- Directed by: Billy Chung
- Produced by: Wong Jing
- Starring: Jordan Chan Kenny Wong Annie Man Winnie Leung Ricky Chan Timmy Hung Ada Wong Vonnie Lui
- Cinematography: Ko Chiu-Lam
- Edited by: Azrael Chung
- Distributed by: China Star Entertainment Group Kam & Ronson Enterprise Co (DVD)
- Release date: 31 January 2008;
- Running time: 94 minutes
- Country: Hong Kong
- Language: Cantonese

= Hong Kong Bronx =

2008 Hong Kong film by Billy Chung

Hong Kong Bronx (黑勢力 (黑势力, hei1 shi4 li4; Literal Title: Black Power)) is a 2008 Hong Kong action film directed by Billy Chung, and starring Jordan Chan and Annie Man.

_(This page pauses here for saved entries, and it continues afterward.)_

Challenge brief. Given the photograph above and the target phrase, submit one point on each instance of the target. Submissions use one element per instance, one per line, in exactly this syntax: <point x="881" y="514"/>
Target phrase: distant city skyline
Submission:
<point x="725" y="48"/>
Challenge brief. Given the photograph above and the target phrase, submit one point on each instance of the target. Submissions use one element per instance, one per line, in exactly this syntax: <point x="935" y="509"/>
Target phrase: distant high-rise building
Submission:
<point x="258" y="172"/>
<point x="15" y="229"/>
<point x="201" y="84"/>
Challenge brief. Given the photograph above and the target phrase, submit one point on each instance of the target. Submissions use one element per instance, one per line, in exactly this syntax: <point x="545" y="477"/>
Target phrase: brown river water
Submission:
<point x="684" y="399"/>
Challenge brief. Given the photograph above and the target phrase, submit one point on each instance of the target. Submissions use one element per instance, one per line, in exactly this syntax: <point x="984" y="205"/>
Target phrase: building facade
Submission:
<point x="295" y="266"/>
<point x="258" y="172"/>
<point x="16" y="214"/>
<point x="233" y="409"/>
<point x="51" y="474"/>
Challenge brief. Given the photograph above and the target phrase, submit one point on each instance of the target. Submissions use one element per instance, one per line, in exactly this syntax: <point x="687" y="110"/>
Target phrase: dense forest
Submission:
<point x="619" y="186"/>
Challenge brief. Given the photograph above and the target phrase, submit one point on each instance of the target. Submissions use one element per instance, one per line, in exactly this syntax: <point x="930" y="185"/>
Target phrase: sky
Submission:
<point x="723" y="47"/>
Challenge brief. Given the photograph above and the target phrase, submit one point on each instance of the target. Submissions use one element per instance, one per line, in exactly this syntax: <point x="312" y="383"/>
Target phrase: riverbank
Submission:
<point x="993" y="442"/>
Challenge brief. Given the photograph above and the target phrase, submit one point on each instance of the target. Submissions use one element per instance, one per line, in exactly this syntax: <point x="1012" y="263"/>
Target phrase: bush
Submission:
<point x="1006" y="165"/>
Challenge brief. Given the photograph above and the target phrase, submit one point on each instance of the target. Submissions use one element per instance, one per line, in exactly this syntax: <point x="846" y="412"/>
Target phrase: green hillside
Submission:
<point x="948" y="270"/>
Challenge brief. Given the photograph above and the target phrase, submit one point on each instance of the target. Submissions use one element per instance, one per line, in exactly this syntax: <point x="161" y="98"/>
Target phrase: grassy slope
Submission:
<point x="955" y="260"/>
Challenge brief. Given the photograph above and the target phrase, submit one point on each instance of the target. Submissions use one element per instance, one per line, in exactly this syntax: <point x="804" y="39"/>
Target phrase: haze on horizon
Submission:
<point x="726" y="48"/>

The film was produced by Wong Jing, whose father, Wong Tin-Lam, appears in a supporting role.

==Plot==
Neil is a former Triad boss, who has just been released from prison. He attempts to starts his life anew by being a parental guide to his two sisters (Ada Wong, Vonnie Lui) and opening a repair shop. However, Neil meets Johnny a local merciless Triad kingpin.

==Cast==
- Jordan Chan as Neil Shek
- Timmy Hung as Fai
- Kenny Wong as Bull
- Annie Man as Miss Watt
- Winnie Leung as Mabel
- Ricky Chan as Johnny
- Zuki Lee as Yo Yo
- Vonnie Lui as Bonnie
- Chan Hung Lit as SP Cheung
- Ada Wong Ji-Haam as Barbie
- Wong Tin-Lam as Uncle Bo
- Alan Chui Chung-San as Uncle Man

==Reception==

===Critical reception===
Hong Kong Bronx was a seen by some critics as a retread of the Triad film genre. LoveHKFilm.com called it a "surprisingly watchable guilty pleasure," and criticized the film for its cheesy use of CGI blood.

===Box office===
Hong Kong Bronx was given a limited release in Hong Kong on 29 January 2008. It was shown in five theaters.